Simultaneous detection of 87 synthetic cannabinoids and their metabolites in urine samples by UHPLC-MS/MS and application to 109 authentic forensic cases

Abstract

Synthetic cannabinoids (SCs) have emerged on the designer drug market at an alarming rate in recent years. Consequently, the current methods for detecting SCs and their metabolites in urine require further optimization. An efficient and rapid quantitative UHPLC-MS/MS method was developed for the detection of 87 SCs and their metabolites in urine. Urine (0.1 mL) was incubated for 30 min at 55 °C by adding 10 μL β-glucuronidase and then processed by acetonitrile protein precipitation. A Waters Acquity UPLC HSS T3 column (100 mm × 2.1 mm,1.8 µm) was used for chromatographic separation. Mobile phase A was 20 mmol/L ammonium acetate, 0.1% formic acid, and 5% acetonitrile in water, and mobile phase B was acetonitrile.

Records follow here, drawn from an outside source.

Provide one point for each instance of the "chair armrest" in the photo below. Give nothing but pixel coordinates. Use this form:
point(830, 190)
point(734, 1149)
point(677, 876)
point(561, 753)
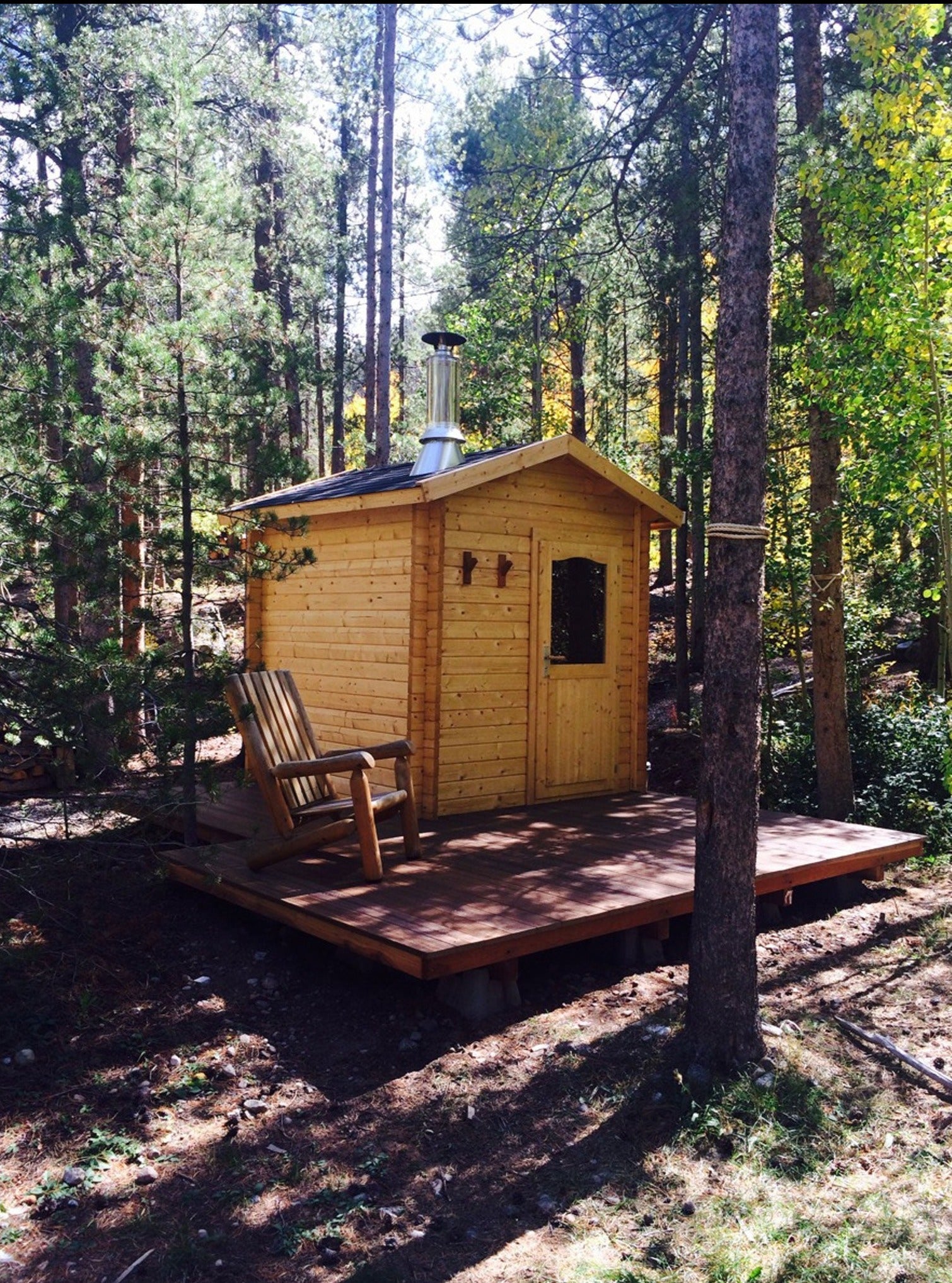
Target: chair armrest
point(354, 760)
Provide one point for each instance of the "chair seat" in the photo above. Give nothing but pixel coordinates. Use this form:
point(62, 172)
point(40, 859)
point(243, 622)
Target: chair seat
point(296, 778)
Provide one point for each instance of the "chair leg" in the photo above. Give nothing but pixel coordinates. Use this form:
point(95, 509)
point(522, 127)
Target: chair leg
point(409, 811)
point(366, 828)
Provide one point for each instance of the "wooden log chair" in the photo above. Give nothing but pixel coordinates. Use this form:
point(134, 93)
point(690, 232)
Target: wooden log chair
point(293, 775)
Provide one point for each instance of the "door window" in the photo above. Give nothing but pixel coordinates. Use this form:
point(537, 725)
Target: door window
point(578, 611)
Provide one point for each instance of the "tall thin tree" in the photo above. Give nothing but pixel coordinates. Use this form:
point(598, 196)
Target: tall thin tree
point(386, 231)
point(834, 767)
point(724, 1025)
point(370, 353)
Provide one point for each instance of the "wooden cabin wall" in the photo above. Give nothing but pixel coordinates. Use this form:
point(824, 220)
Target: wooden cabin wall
point(343, 627)
point(484, 746)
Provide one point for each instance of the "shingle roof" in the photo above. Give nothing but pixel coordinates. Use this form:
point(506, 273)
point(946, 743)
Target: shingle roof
point(344, 485)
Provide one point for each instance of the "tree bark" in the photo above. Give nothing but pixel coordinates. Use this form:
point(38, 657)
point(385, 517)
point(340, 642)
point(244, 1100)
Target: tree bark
point(386, 233)
point(696, 414)
point(724, 1028)
point(668, 363)
point(576, 290)
point(340, 297)
point(535, 392)
point(402, 299)
point(370, 354)
point(189, 694)
point(682, 636)
point(834, 766)
point(320, 394)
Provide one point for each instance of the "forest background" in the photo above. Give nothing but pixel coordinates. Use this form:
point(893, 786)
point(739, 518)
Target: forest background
point(224, 228)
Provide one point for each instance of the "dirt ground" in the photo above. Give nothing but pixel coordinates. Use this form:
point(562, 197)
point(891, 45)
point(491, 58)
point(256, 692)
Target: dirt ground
point(238, 1101)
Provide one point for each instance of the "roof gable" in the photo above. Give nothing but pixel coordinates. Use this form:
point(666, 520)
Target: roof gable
point(373, 488)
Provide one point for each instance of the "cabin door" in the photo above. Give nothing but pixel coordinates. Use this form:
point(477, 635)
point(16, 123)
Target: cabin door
point(576, 634)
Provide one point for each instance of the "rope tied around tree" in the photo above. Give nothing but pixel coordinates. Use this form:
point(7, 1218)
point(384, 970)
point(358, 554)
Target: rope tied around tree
point(731, 530)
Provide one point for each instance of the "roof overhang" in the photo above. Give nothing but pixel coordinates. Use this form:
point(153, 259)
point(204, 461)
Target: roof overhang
point(441, 485)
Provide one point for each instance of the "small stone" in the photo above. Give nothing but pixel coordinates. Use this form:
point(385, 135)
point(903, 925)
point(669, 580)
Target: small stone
point(657, 1031)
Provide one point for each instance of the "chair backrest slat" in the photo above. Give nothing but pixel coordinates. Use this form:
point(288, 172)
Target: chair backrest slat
point(279, 731)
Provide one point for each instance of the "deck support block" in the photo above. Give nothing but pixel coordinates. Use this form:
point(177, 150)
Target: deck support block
point(769, 906)
point(482, 992)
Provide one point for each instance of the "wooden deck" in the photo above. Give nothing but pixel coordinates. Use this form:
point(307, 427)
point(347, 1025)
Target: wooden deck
point(498, 886)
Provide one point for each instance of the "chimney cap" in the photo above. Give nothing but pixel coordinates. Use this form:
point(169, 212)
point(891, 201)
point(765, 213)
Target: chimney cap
point(444, 339)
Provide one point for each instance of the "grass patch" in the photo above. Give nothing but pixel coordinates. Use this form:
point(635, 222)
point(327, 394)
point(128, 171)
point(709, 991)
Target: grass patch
point(789, 1127)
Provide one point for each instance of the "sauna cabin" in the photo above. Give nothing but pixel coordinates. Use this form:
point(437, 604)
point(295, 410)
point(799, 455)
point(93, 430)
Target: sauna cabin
point(491, 607)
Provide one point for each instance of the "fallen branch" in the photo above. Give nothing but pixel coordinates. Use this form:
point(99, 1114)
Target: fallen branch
point(887, 1045)
point(130, 1268)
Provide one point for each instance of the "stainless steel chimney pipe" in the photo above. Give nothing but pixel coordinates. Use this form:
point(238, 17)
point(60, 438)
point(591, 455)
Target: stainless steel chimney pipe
point(443, 438)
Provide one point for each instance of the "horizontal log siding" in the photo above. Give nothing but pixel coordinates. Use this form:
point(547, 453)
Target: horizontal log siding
point(343, 627)
point(484, 683)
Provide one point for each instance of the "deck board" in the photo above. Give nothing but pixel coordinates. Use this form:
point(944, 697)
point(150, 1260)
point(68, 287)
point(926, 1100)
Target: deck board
point(498, 886)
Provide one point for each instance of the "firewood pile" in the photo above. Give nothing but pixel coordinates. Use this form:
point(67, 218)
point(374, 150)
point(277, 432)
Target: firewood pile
point(31, 767)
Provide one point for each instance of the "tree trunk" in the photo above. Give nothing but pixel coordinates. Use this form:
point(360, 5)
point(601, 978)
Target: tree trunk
point(318, 395)
point(386, 233)
point(929, 615)
point(668, 362)
point(834, 767)
point(535, 390)
point(402, 302)
point(340, 298)
point(682, 647)
point(370, 353)
point(189, 711)
point(576, 290)
point(724, 1027)
point(696, 414)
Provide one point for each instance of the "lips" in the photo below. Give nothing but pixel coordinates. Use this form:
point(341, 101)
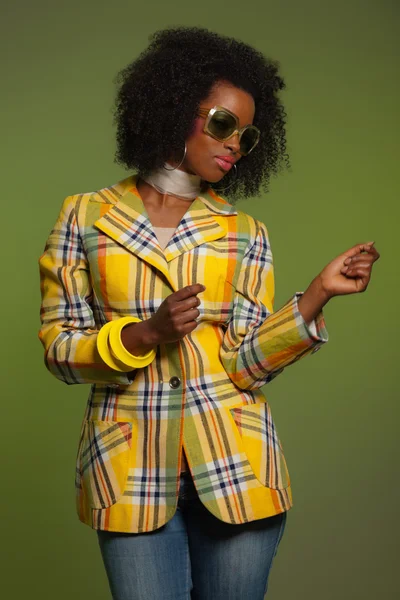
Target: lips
point(225, 162)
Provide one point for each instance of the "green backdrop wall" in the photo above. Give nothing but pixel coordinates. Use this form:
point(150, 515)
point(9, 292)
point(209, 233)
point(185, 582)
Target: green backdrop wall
point(337, 411)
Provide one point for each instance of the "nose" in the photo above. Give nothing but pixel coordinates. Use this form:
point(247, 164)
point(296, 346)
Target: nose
point(233, 143)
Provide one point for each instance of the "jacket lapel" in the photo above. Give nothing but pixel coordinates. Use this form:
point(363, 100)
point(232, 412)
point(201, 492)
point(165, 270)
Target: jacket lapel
point(127, 223)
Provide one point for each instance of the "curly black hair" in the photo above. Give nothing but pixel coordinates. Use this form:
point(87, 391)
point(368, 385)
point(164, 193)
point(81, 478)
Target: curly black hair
point(159, 93)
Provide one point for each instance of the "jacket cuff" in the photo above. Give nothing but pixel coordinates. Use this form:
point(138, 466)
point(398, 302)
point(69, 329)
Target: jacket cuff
point(316, 331)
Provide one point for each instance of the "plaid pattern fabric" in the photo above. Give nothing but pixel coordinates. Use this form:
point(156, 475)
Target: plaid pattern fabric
point(103, 261)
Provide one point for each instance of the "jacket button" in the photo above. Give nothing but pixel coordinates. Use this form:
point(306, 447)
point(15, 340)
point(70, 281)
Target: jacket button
point(174, 382)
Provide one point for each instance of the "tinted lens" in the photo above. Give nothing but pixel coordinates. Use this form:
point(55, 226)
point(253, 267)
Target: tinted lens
point(248, 140)
point(222, 125)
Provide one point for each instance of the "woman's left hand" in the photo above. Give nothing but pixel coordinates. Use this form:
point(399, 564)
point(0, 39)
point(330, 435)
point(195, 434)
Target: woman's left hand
point(350, 272)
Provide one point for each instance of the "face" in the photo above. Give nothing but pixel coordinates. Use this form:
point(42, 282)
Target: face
point(206, 156)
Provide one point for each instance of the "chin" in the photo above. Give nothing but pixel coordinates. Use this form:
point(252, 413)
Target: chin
point(212, 176)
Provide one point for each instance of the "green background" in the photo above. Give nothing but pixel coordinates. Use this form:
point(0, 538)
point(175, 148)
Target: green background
point(337, 411)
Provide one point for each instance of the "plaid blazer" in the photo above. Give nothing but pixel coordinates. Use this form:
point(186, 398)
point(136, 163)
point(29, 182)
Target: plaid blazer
point(102, 261)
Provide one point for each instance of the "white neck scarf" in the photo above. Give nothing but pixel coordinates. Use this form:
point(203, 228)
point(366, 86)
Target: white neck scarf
point(174, 183)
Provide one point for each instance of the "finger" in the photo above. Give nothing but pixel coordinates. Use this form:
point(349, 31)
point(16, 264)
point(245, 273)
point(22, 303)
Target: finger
point(357, 249)
point(358, 272)
point(189, 290)
point(374, 253)
point(187, 316)
point(363, 260)
point(187, 304)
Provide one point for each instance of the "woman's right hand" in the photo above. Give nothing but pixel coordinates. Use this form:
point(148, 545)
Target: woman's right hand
point(175, 318)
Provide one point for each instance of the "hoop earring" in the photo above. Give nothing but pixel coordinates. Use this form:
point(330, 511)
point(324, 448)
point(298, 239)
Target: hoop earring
point(232, 182)
point(177, 167)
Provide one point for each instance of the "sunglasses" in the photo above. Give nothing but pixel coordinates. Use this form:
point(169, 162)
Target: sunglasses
point(221, 124)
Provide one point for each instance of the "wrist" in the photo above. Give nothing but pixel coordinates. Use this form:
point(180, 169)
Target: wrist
point(319, 291)
point(139, 338)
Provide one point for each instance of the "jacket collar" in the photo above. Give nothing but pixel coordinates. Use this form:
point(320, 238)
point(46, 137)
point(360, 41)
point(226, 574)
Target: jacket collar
point(127, 222)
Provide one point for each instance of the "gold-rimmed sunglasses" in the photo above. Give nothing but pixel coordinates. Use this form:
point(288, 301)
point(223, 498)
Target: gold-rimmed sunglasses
point(222, 124)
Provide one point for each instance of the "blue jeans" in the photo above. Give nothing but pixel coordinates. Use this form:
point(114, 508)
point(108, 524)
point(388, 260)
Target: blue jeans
point(194, 556)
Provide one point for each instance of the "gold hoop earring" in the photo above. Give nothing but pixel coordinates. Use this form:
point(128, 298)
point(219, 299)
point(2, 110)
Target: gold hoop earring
point(177, 167)
point(232, 182)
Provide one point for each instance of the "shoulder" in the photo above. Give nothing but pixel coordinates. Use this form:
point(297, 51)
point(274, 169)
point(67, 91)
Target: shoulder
point(245, 224)
point(107, 195)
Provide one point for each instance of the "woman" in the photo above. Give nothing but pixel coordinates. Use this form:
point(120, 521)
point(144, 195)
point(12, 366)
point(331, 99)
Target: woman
point(159, 293)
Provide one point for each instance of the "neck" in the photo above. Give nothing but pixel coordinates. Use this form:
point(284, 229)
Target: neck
point(174, 182)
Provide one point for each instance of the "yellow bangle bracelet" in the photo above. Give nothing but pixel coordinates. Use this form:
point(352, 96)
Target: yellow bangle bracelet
point(120, 353)
point(104, 350)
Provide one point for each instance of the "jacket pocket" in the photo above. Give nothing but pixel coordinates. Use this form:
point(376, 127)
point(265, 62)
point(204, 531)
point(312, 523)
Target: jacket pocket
point(261, 444)
point(104, 461)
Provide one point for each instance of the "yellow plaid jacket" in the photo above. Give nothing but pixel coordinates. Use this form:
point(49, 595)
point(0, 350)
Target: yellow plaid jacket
point(102, 261)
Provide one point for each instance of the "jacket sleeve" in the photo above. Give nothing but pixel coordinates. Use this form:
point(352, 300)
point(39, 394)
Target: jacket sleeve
point(69, 331)
point(259, 343)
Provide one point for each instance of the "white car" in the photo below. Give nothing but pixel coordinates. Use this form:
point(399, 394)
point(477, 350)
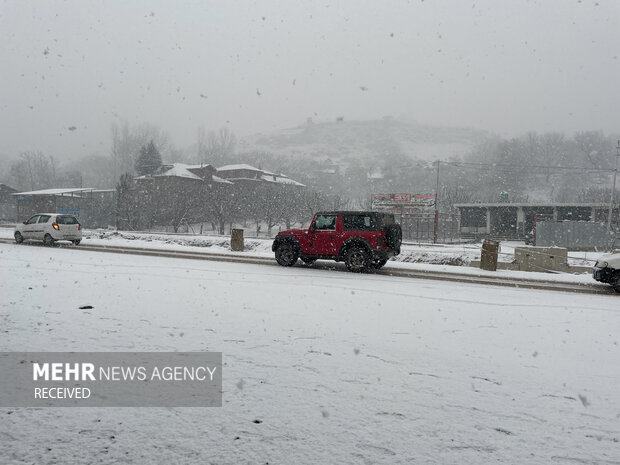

The limits of detection (LOD) ranged from 0.02 ng/mL to 2 ng/mL and the limits of quantitation (LOQ) ranged from 0.05 ng/mL to 5 ng/mL. The accuracy was in the range of 88.6% to 112%. The relative standard deviations of the intraday and interday imprecisions were in the range of 1.09% to 18.7%, and the recoveries were in the range of 16.4% to 102% and the matrix effect ranged from 70.4% to 114%. After full validation, the method showed good selectivity, accuracy, precision, linearity, and stability within the calibration range. It's simple, rapid and covers a variety of analytes in forensic cases. It was successfully applied to urine samples from 109 suspected SCs users. The most frequently metabolites detected in authentic urine samples in this study were MDMB-4en-PINACA butanoic acid metabolite and ADB-BUTINACA acid metabolite.